Nadie sabe si la vida que llevamos será suficiente para perdurar a la muerte. Algunos cursis, siguiendo el adagio, creen que vivirán más allá de la muerte procreando hijos, que estos prolongarán sus vidas cuando ellos ya no sean sino solo vagos recuerdos; que sus apellidos no se extinguirán en los tiempos por venir; que su sangre seguirá corriendo por las venas de otras generaciones que no tendrán la posibilidad de conocer.  Otros creen que pervivirán si es que plantan un árbol. Claro, un árbol puede ser fuente de sombra, de frescura y lozanía, o un mudo e inmóvil testigo de nuestras vidas anodinas o fructíferas. Después de todo, un árbol, si es que antes no se interpone el filo de un hacha innoble, vivirá más que el hombre, será más fuerte y vigoroso (no los endebles y enfermizos seres en que nos convertimos cuando pasan los años) y, como una mofa a nuestro comportamiento sinuoso, el árbol (a diferencia de nosotros que por lo general morimos suplicando, orando, gimiendo) siempre morirá de pie, estoico, curtido e imperturbable. Entonces el árbol también nace, el árbol también muere.
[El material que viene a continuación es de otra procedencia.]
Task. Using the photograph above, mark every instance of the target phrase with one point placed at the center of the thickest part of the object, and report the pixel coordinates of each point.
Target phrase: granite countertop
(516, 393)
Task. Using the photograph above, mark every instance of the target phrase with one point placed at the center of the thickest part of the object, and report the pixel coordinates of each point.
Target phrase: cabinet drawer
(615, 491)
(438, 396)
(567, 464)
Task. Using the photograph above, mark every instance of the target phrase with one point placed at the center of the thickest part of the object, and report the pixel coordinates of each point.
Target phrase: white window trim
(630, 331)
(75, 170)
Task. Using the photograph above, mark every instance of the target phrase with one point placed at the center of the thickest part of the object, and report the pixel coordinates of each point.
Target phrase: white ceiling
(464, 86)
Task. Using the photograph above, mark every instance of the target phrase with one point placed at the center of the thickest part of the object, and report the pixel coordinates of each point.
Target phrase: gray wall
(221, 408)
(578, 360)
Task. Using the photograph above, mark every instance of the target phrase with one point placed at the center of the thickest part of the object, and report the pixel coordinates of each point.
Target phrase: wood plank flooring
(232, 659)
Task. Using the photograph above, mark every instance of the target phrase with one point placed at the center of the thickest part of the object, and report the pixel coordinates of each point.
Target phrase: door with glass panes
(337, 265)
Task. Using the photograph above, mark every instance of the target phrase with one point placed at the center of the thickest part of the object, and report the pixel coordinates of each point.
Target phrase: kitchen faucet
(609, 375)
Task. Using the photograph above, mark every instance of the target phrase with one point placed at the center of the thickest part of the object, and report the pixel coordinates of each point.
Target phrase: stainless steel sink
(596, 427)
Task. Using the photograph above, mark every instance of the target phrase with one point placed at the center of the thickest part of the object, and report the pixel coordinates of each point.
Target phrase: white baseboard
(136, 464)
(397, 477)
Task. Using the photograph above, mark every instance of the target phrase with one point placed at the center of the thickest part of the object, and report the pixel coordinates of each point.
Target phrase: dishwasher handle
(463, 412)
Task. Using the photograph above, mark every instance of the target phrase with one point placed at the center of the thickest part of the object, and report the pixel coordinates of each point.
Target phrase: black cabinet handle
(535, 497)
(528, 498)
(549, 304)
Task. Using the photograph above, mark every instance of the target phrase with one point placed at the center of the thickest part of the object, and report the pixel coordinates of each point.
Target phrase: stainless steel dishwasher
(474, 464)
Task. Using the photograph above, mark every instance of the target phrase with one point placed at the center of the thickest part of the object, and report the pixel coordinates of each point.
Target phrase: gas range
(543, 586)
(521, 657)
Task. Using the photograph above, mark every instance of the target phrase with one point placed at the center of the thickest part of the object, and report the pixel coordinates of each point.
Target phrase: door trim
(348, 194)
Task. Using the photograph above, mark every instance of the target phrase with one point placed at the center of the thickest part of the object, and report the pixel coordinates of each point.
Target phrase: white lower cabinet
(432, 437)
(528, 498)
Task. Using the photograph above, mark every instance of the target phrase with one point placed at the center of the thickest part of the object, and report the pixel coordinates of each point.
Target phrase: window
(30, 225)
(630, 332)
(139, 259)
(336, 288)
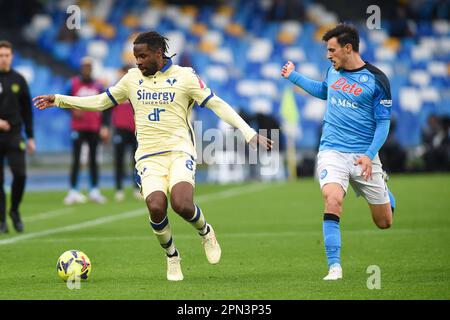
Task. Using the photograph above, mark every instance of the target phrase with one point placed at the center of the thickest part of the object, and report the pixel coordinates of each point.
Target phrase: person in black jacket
(15, 112)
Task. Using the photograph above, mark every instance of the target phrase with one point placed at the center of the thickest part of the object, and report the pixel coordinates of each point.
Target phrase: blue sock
(332, 238)
(392, 200)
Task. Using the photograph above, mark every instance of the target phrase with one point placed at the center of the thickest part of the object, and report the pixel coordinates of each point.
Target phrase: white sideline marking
(134, 213)
(49, 214)
(244, 235)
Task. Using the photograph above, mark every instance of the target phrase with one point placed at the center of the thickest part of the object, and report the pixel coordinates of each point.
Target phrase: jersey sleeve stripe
(111, 97)
(203, 104)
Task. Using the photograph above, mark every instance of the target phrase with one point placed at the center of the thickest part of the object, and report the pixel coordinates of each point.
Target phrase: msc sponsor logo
(171, 81)
(386, 103)
(150, 97)
(155, 115)
(342, 84)
(343, 103)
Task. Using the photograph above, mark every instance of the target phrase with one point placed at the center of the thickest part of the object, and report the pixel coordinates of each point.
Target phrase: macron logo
(341, 84)
(171, 81)
(155, 115)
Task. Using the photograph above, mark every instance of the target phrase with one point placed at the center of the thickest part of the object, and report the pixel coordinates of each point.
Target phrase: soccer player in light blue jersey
(355, 127)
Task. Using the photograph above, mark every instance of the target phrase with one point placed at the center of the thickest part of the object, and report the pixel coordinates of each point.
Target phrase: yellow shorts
(161, 172)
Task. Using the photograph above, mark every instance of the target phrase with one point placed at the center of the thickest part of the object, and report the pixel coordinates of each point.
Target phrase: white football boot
(174, 272)
(74, 196)
(211, 246)
(119, 196)
(334, 273)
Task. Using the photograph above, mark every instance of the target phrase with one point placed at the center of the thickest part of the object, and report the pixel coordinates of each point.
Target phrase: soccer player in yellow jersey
(162, 95)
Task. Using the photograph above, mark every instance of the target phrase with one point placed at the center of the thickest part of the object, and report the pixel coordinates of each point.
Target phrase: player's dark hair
(153, 40)
(5, 44)
(344, 33)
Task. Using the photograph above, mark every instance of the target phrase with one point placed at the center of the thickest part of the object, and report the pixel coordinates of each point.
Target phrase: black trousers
(92, 139)
(12, 148)
(123, 139)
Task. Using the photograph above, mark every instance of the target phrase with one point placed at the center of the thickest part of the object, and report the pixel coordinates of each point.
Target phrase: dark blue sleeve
(382, 100)
(68, 88)
(381, 133)
(316, 88)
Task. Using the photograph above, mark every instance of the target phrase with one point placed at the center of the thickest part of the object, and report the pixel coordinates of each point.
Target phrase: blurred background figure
(392, 154)
(15, 115)
(86, 127)
(124, 141)
(238, 48)
(436, 143)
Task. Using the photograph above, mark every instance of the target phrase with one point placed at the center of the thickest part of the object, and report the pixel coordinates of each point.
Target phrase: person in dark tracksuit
(122, 119)
(86, 127)
(15, 114)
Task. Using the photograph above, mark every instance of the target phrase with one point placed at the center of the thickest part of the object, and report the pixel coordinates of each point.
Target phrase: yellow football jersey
(162, 106)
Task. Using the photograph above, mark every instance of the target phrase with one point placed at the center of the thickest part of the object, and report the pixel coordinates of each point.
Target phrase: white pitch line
(298, 233)
(49, 214)
(134, 213)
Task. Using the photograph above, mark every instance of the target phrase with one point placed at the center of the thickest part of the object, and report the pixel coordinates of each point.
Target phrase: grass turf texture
(271, 238)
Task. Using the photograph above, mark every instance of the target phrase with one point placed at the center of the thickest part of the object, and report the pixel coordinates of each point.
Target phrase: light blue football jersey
(356, 99)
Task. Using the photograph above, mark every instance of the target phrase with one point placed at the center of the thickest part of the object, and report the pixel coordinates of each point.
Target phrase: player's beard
(151, 69)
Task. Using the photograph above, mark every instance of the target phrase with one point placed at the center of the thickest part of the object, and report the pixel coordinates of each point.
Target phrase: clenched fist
(287, 69)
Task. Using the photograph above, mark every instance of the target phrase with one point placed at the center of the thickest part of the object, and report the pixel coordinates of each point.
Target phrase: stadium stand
(238, 50)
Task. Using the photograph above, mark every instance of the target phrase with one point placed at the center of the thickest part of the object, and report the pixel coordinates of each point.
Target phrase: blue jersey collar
(166, 66)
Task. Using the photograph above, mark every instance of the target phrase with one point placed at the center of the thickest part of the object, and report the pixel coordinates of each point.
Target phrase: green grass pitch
(271, 238)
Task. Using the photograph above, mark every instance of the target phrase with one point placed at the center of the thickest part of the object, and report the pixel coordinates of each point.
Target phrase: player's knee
(384, 224)
(157, 209)
(183, 207)
(333, 204)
Hay algunos que consideran que prolongarán su existencia si escriben un libro. Creen que un libro puede suplir al hijo que no tuvieron o al árbol que no plantaron. O tal vez tengan razón: quizá el libro puede sobreponerse a la muerte mucho más que el hijo (que terminará olvidando al padre) o mucho más que el árbol (que por fin se extinguirá ante la tiranía del viento, el sol y la lluvia). Quién sabe si el libro, efectivamente, sea el mejor referente para perennizarse en el tiempo. Por lo demás, miles de personas han tenido hijos y otros tantos han plantado un árbol. Y no todos vieron cumplidos sus deseos de vivir más allá de la muerte; por el contrario, han sido ignorados y echados a la oscuridad y al olvido. Sí, puede que los cursis en algo tengan la razón… y la clave: un libro.